Familia

 

 

LA ARMONÍA FAMILIAR INTERRUMPIDA 3

2018-09-04 Por: Pr. Juan Estrada 23

LA ENVIDIA DENTRO DE LA FAMILIA

Una de las recompensas del esfuerzo es haber conseguido lo que querías, o aquello que necesitabas y que es de utilidad para tu vida diaria o tu trabajo. Las cosas materiales en ocasiones son importantes, pero también son importantes los esfuerzos hechos para lograr tener una profesión y/o crecer como persona; la mayoría de lo que obtenemos los podemos llamar una bendición.

Tus bendiciones pueden llegar a molestar a otras personas, esa molestia se llama “envidia,” la cual se define como: “un sentimiento de desdicha o de insatisfacción por no poseer lo que tiene otra persona, ya sea tangible o intangible.” Este sentimiento de insatisfacción es un gran problema para muchas personas ya que en su deseo de obtener lo que otros tienen, pierde la capacidad de ver lo que ellos han obtenido, es decir, la persona se ciega al desear lo de otros y pierde el interés por lo que ella tiene. Este sentimiento es muy común en nuestra sociedad, los medios nos trasmiten el sentimiento de la envidia a través de mil y una formas, donde las personas deben buscar lo que quieren.

La envidia puede surgir dentro de la familia en primera línea -tus padres y hermanos(as). Es triste ver como los hermanos envidian lo que otros tienen. En ocasiones este problema puede llegar a ser creado por los mismos hermanos o los padres, el favoritismo en los hijos puede crear este sentimiento en aquel hijo(a) que se menosprecia; ante esta situación no sólo se crea el sentimiento de la envidia, sino que también puede traer al rencor y el odio.

La Biblia relata una historia un tanto peculiar sobre el tema de la envidia en la familia. (Ver Génesis 37) Jacob tenía doce hijos, de los cuales los dos menores José y Benjamín eran hijos de la mujer que había amado. De todos sus hijos, al que más le demostraba su cariño era a José, a quien enviaba con sus hermanos a fin de conocer el comportamiento de ellos y en una ocasión le dio un regalo especial. José contaba a sus hermanos algunos de sus sueños; en sus sueños veía que sus hermanos se postraban delante de él. La actitud de Jacob hacia José, había llevado al resto de sus hijos mayores a crear el sentimiento de la envidia (Génesis 37: 11).

Jacob no se dio cuenta que el favoritismo entre sus hijos, había creado enemigos dentro de su propio hogar, sus hijos mayores no soportaban a José, le pusieron el sobrenombre de “el soñador.” La envidia creada en el corazón de sus hermanos los llevo a tomar la decisión de deshacerse de él, eliminar el problema, el odio había empezado a germinar en sus corazones, porque ellos no habían podido alcanzar plenamente el favor de su padre. Creían que, si José desaparecía, se solucionaría el problema.

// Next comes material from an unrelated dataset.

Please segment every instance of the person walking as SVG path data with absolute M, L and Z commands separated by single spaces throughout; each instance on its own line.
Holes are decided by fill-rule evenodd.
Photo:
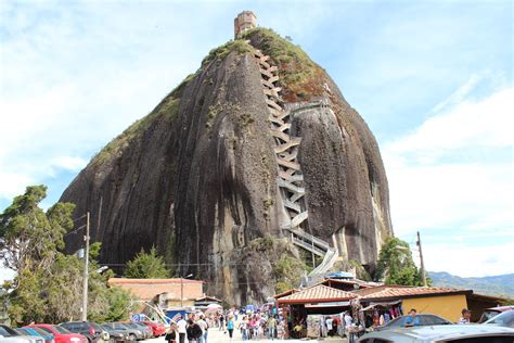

Esta historia es una de tantas historias que se repiten en muchas familias de hoy. Si tú eres padre o madre, recuerda que el favoritismo de los hijos puede generar en tus otros hijos o hijas la envidia, no estamos hablando de regalos especiales,  estamos hablando de la expresión de nuestros sentimientos hacia los hijos; el problema de la envidia entre hermanos, puede crear en ellos separación de familias, en las cuales los hijos afectados cuando sean mayores no quieran visitar a los padres o no quieran encontrarse con sus hermanos en reuniones familiares, porque a pesar del tiempo, las cicatrices y los recuerdos están presentes en sus corazones.

¿Cómo podemos evitar la envidia en nuestra familia? Así como Dios ama a todos sus hijos por igual, tanto al que es fiel, como al desobediente. Él dio su vida por todos, sin mirar que carácter, que aptitudes, que diferente sea de otro o como sea su vida, nos ama a todos por igual. Esta cualidad es la misma forma para amar a los hijos, El Salmo 127: 3 dice “Los hijos que tenemos son un regalo de Dios. Los hijos que nos nacen son nuestra recompensa” TLA. Dios te ha dado la oportunidad de tener hijos y de amarlos a todos por igual, el Señor quiere que todos aprendamos a amar a nuestros hijos por igual (Tito 2: 4).

Si en tu vida existe la envidia incontrolable, necesitas hacer cambios. No debes permitir que tu corazón sea corrompido, es por eso que debemos tener una mente sana, para tener un cuerpo sano. El sabio Salomón escribió que la envidia te destruye por completo (Proverbios 14: 30).

Recuerda el texto que “los que confían en Dios siempre tendrán nuevas fuerzas” (Isaías 40: 31 p.p.)

Que el Señor te ayude y que pueda crear un corazón limpio, cambiar el corazón de piedra y poner un corazón de carne.